Batizada de SN 2023aeaf, ela explodiu quando o Universo tinha cerca de 2 bilhões de anos.
A luz desse evento levou aproximadamente 11,7 bilhões de anos para chegar até nós.
O registro permite estudar a morte de uma estrela massiva em uma época em que as galáxias ainda apresentavam poucos elementos pesados.
À esquerda, a imagem do James Webb mostra a supernova SN 2023aeaf em destaque.
À direita, vemos o objeto aproximado e, abaixo, a imagem editada para ressaltar apenas o brilho intenso da explosão. – Imagem:Valeria Aparicio et al., The Astrophysical Journal (2026) Explosão vista no passado distante A SN 2023aeaf apareceu em imagens do levantamento COSMOS-Web e apresenta redshift de 3,195.
Na prática, isso coloca a explosão em uma fase muito antiga da história do Universo .
Supernovas provocadas pelo colapso do núcleo de estrelas massivas interessam aos astrônomos por mais de um motivo.
Elas ajudam a indicar onde estrelas estão se formando e, quando explodem, modificam o gás ao redor.
Esse material pode participar da formação de novas estrelas.
Há, porém, uma lacuna importante no conhecimento científico.
A maioria das supernovas estudadas em detalhes está relativamente próxima.

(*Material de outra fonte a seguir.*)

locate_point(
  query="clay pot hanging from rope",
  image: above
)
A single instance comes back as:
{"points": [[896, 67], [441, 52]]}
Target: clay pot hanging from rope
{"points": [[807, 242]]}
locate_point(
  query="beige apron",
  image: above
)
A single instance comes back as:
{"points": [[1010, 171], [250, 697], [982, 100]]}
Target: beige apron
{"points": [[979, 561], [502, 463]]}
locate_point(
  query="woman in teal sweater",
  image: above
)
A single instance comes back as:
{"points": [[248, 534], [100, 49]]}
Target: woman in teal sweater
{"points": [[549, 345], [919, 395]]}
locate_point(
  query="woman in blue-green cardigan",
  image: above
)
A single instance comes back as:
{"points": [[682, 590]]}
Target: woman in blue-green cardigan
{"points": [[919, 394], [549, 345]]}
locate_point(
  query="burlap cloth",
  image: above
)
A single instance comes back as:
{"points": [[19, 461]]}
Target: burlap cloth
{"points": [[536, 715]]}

No Universo jovem, a concentração de elementos pesados era muito menor, e ainda não está claro se isso alterava o comportamento dessas explosões.
James Webb identifica o tipo do evento Valeria Aparicio, do Instituto de Astronomia da Universidade do Havaí, e sua equipe compararam a evolução do brilho e das cores da SN 2023aeaf com simulações de diferentes tipos de supernova.